🤖 AI Summary
This work addresses the challenge of grounding natural language instructions in complex perceptual (e.g., pixel-based) and action spaces—specifically, achieving efficient and generalizable language-to-embodied-action mapping without relying on handcrafted linguistic modules or large-scale environment-language paired datasets. We propose a neuro-symbolic reinforcement learning framework that integrates formal language semantics into data-driven representation learning, enabling end-to-end language→perception→action mapping without manual reward engineering or symbolic detectors. The framework supports few-shot training, compositional generalization, and cross-task transfer. We evaluate it on image-based grid-world environments and MuJoCo robotics tasks: using only a small number of instruction-behavior demonstrations, it robustly executes unseen linguistic compositions, significantly outperforming pure end-to-end baselines in both zero-shot generalization and task performance.
📝 Abstract
Grounding language in complex perception (e.g. pixels) and action is a key challenge when building situated agents that can interact with humans via language. In past works, this is often solved via manual design of the language grounding or by curating massive datasets relating language to elements of the environment. We propose Ground-Compose-Reinforce, a neurosymbolic framework for grounding formal language from data, and eliciting behaviours by directly tasking RL agents through this language.
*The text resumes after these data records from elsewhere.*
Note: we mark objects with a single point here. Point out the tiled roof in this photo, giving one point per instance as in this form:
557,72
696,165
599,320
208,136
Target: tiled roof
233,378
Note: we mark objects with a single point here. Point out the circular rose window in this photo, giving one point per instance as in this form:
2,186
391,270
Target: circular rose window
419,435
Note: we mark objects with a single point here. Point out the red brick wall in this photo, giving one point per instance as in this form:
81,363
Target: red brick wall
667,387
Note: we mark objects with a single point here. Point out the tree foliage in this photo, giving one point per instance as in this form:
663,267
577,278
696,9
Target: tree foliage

By virtue of data-driven learning, our framework avoids the manual design of domain-specific elements like reward functions or symbol detectors. By virtue of compositional formal language semantics, our framework achieves data-efficient grounding and generalization to arbitrary language compositions. Experiments on an image-based gridworld and a MuJoCo robotics domain show that our approach reliably maps formal language instructions to behaviours with limited data while end-to-end, data-driven approaches fail.